Desde 2006, pesquisadores têm apresentado evidências de que os praticantes do Falun Gong foram testados para tipo sanguíneo e compatibilidade de tecido enquanto estavam sob a custódia das autoridades chinesas e posteriormente executados para extração de seus órgãos vitais conforme necessários. Este sistema de obtenção de órgãos “sob demanda” é distinto do resto do mundo, onde receptores de órgãos normalmente precisam esperar meses ou mesmo anos até que tragédias inesperadas produzam um doador compatível.
No entanto, desde 2000, hospitais chineses têm sido capazes de garantir tempos de espera mínimos, às vezes de poucos dias ou semanas, para conseguir órgãos que exigem a morte do doador, incluindo fígados, corações e pulmões.
O número de vítimas fatais desta forma de abuso não está claro, mas pesquisas recentes sugerem centenas de milhares.
Com a resolução 343, o Congresso dos EUA se junta ao Parlamento Europeu, ao Comitê das Nações Unidas contra a Tortura, à Comissão dos EUA sobre Liberdade Religiosa Internacional e a outros organismos globais que destacaram a evidência da extração forçada de órgãos do Falun Gong e exigiram que a China esclareça e resolva suas políticas de suprimento de órgãos para transplante.
Embora a resolução não seja uma lei vinculativa, seu poder simbólico é imenso para reconhecer esses crimes e para conscientizar o público a respeito, segundo a opinião de pesquisadores e ativistas que por muito tempo trabalharam com o tema.
“Você não teria um texto oficial aprovado pelo Congresso, ou qualquer Parlamento, se seus membros não estivessem convencidos da ocorrência do crime. A aprovação da resolução é o reconhecimento de que isso está realmente ocorrendo”, disse o Dr. Torsten Trey.

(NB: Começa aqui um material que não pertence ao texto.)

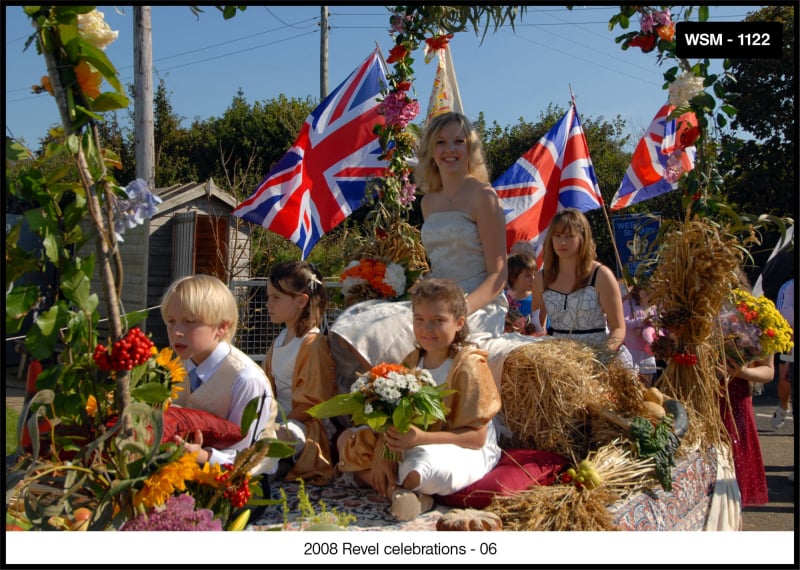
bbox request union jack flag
[609,104,697,210]
[493,103,603,264]
[233,49,387,259]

O Dr. Trey fundou os DAFOH logo após o surgimento de evidências sobre a extração forçada de órgãos de praticantes do Falun Gong, e desde então tem trabalhado incessantemente para recolher mais evidências e expor o tema.

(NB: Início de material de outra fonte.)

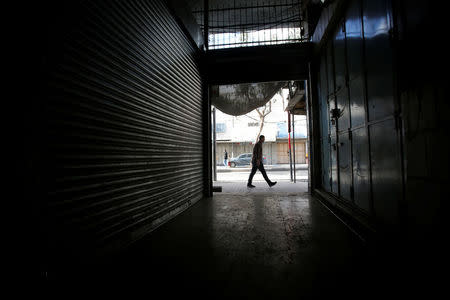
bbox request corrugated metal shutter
[39,0,204,253]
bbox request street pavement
[217,168,308,183]
[216,164,308,173]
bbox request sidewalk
[217,164,308,173]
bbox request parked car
[228,153,267,168]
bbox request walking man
[247,135,277,188]
[223,149,228,167]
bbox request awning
[285,89,306,115]
[210,82,286,116]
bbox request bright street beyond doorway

“O Partido Comunista Chinês responde como uma ameba: nós os caçamos com nossas informações, e eles se adaptam e continuam em movimento”, disse o Dr. Trey numa entrevista à margem da Conferência Americana de Transplante em Boston.
“Agora as evidências e o nível de conscientização estão atingindo massa crítica”, disse ele. “A margem de manobra para o governo chinês está se ficando mais e mais estreita.”
À medida que a realidade destes crimes se afirma, os que ouvem sobre o assunto estão aptos a responder à maneira do congressista nova-iorquino Eliot L. Engel, que disse no plenário do Congresso: “Essas alegações são particularmente escandalosas: autoridades em prisões chinesas selecionam prisioneiros por causa de suas crenças religiosas e em seguida ganham dinheiro traficando os órgãos destas vítimas. Eu não consigo pensar em nada que seja mais repugnante do que isso.”
A resolução pede a cessação da extração forçada de órgãos e da perseguição ao Falun Gong e de outros prisioneiros da consciência em geral, apela ao regime chinês que permita uma investigação independente sobre o assunto, e urge com o Departamento de Estado que inclua uma investigação sobre a extração de órgãos em seus relatórios anuais de direitos humanos. O próximo passo dos defensores dos direitos humanos será levar o assunto à atenção do Senado americano, e também aproveitar a resolução 343 para exortar o Departamento de Estado a fazer mais a respeito.
“[A resolução] é bem-vinda e também oportuna”, escreveu David Matas, um advogado de direitos humanos baseado no Canadá e coautor do primeiro grande relatório sobre o tema em 2006, num e-mail. “Tenho estado envolvido na defesa dos direitos humanos quase toda a minha carreira profissional. Minha experiência é que a oposição às violações dos direitos humanos começa lentamente, com as vozes das vítimas inicialmente sendo tratadas com incredulidade e indiferença. Os esforços ganham força ao longo do tempo e, eventualmente, tornam-se inexoráveis. A luta começa a partir da periferia e, eventualmente, se move para o centro. Esta resolução nos EUA, para citar Winston Churchill, é o fim do começo.”